A combination of those colors altogether can represent many viewable colors. For example, if the artwork in my document uses many different colors, I couldn't actually have all those colors existing inside of a printing press. Rather, all those colors get broken down into these four colors. Cyan, which is just kind of light blue. Magenta, which is kind of pink or red kind of color, and then Yellow, and then Black, and in theory combining different mixtures, or percentages of those colors together can help me represent other colors as well. However, there maybe times when you want a very specific color, or there are certain times when the color that you are trying to achieve cannot be created using the Cyan, Magenta, Yellow and Black combinations. It's those times that you create will be called a Spot Color. A Spot Color is when a printer actually goes ahead and mixes a custom ink, and actually loads that particular ink on to the printing press.
Spot Colors are used in a wide variety of workflows, and more over they are not -- designers will specify Spot Colors for company logos, or other corporate identity pieces, to ensure that the company's color is consistent throughout all the printing processes. To give you a better idea of really how Spot Colors work, we will use the new feature inside of Illustrator CS4 called Separations Preview. Go to the Window menu here, and I'll choose over here Separations Preview. I'll bring it up over here, and you can see that the artwork that I have created inside of this particular file, the wet suits that appear across the top here, use regular processed color swatch, which would separate into the primary colors.

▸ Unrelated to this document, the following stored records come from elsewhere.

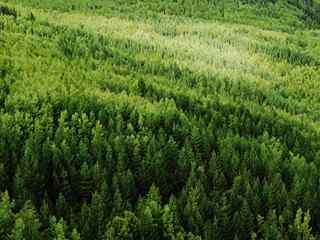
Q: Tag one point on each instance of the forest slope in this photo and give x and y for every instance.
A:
(159, 120)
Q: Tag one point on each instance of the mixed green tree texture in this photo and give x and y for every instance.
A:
(159, 120)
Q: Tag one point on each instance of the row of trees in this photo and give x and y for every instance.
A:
(147, 151)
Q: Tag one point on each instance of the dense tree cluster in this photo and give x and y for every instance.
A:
(107, 141)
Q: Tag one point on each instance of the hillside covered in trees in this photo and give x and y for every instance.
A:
(150, 119)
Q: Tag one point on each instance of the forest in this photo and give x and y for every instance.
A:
(159, 120)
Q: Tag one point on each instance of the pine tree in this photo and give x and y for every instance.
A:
(75, 235)
(6, 216)
(31, 221)
(18, 232)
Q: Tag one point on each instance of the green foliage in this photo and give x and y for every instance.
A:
(174, 120)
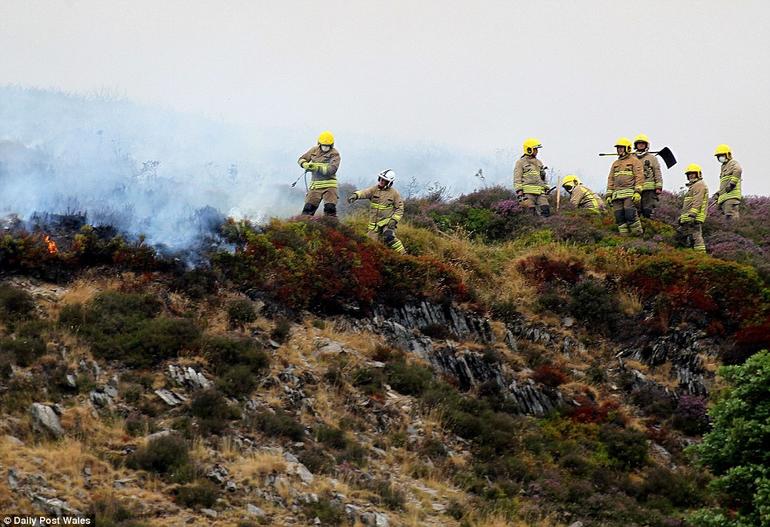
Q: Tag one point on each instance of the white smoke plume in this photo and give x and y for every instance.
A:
(154, 172)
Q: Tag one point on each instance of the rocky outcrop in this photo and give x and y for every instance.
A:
(683, 349)
(460, 324)
(45, 420)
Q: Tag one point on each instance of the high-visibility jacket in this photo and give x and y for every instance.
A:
(583, 197)
(529, 176)
(384, 205)
(321, 181)
(652, 177)
(626, 178)
(730, 172)
(695, 202)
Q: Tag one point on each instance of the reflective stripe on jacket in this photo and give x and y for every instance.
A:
(529, 176)
(626, 177)
(696, 201)
(385, 205)
(652, 176)
(583, 198)
(322, 181)
(731, 172)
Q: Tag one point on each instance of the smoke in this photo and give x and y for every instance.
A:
(165, 175)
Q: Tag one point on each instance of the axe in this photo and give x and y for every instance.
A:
(665, 153)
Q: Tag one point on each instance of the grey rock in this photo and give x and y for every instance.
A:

The ones on the bottom though, I have actually call it using a Spot Color swatch called Pantone Reflex Blue. We will talk more about Pantone and Color Libraries in the next movie. But let me give you a better idea of what I mean when I say that this color separate on to separate plates. I'm going to go ahead over here in the Separation Preview panel, and click on the Overprint Preview button. That turns on the Separation Preview feature. Now you will notice that over here I have Cyan, Magenta, Yellow and Black, and if I expand this just a little bit more, you will also see that I have the Pantone Reflex Blue color. If I go ahead now, and I turn this off, I'm now previewing the Spot Color plate that will print, called Pantone Reflex Blue, which is this artwork down here.

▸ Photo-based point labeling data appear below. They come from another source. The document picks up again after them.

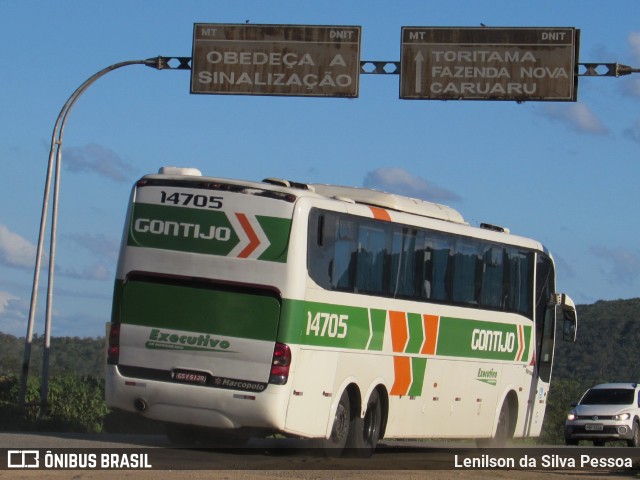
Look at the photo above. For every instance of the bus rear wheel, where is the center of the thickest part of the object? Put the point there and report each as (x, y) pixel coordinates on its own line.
(334, 445)
(365, 432)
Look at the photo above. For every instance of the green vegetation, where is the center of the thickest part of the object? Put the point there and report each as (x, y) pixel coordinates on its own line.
(607, 350)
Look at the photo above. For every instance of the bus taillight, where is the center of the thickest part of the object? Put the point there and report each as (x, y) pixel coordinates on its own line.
(280, 364)
(113, 350)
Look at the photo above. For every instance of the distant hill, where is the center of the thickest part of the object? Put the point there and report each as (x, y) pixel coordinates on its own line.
(607, 349)
(608, 344)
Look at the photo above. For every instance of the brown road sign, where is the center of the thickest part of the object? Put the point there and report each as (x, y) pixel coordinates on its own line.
(518, 64)
(296, 60)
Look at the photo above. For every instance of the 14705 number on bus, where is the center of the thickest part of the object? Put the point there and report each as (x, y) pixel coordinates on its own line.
(327, 325)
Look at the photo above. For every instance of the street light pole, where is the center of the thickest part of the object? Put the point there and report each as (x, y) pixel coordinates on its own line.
(55, 159)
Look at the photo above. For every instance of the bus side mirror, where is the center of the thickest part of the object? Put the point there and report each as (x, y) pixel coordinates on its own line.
(570, 318)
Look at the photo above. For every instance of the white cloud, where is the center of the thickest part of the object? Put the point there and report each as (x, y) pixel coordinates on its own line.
(576, 116)
(634, 44)
(98, 159)
(623, 265)
(13, 314)
(399, 181)
(16, 251)
(633, 132)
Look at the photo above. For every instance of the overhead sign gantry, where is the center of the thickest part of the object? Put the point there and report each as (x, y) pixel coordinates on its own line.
(295, 60)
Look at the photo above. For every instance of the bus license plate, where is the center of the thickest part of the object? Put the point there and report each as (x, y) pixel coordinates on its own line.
(593, 427)
(190, 377)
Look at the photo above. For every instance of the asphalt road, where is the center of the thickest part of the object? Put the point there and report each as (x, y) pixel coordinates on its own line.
(150, 456)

If I go ahead here, and I turn on the CYMK composite, when I turn it to Reflex Blue, these are the colors that will print as process. But what I could also do is, show you how they breakdown per plate. For example, we know over here if I go to the SWATCHES, and I go ahead and double-click on this particular Swatch, this Swatch is made of 90% Cyan, 50% Magenta, and 25% Black. I'll go ahead and I'll click Cancel here, and let's go ahead and show only the Cyan channel. So now I see that on the printing press, when this runs through the printing press itself, this is the Cyan plate that's going to print. I'm going to go ahead and turn on the Magenta plate. This is the Magenta plate it's going to print. I'll go ahead and turn on the Yellow plate. There is no yellow in this color right now, so the Yellow plate is actually blank and then I also have the Black plate itself. This Separation Preview panel does allow me to ensure that my color separations are going to be correct when I print my file.
But for now, let's just go and take a look at how we create Spot Colors here inside of Illustrator. I close the Separation Preview panel. I'll go here to this particular color swatch, and I'll double-click on it. And I'll see that over here where it says Color Type, I can choose between Process Color or Spot Color. If I choose a Spot Color, what will happen is that, when I create color separations out of Illustrator, any objects that using that color will get separated on to it's own plate. I'll click Cancel here, you can see that this Pantone color if I double-click on it, it's specified as a Spot Color. In fact, that you simply call the Book Color, which is -- because I have loaded this color directly from the Pantone color library. Let me click Cancel here, you will see over here that the icon itself has a real dot inside of that white triangle, which identifies this color is being a spot color swatch.
So now we understand that there are several types of swatches inside of Illustrator. Regular Color Swatches, Global Color Swatches, and now Spot Color Swatches. By the way, if you are unsure about whether to use Process or Spot Color Swatches in your artwork, it's best to speak directly to your printer, who will be happy to help you.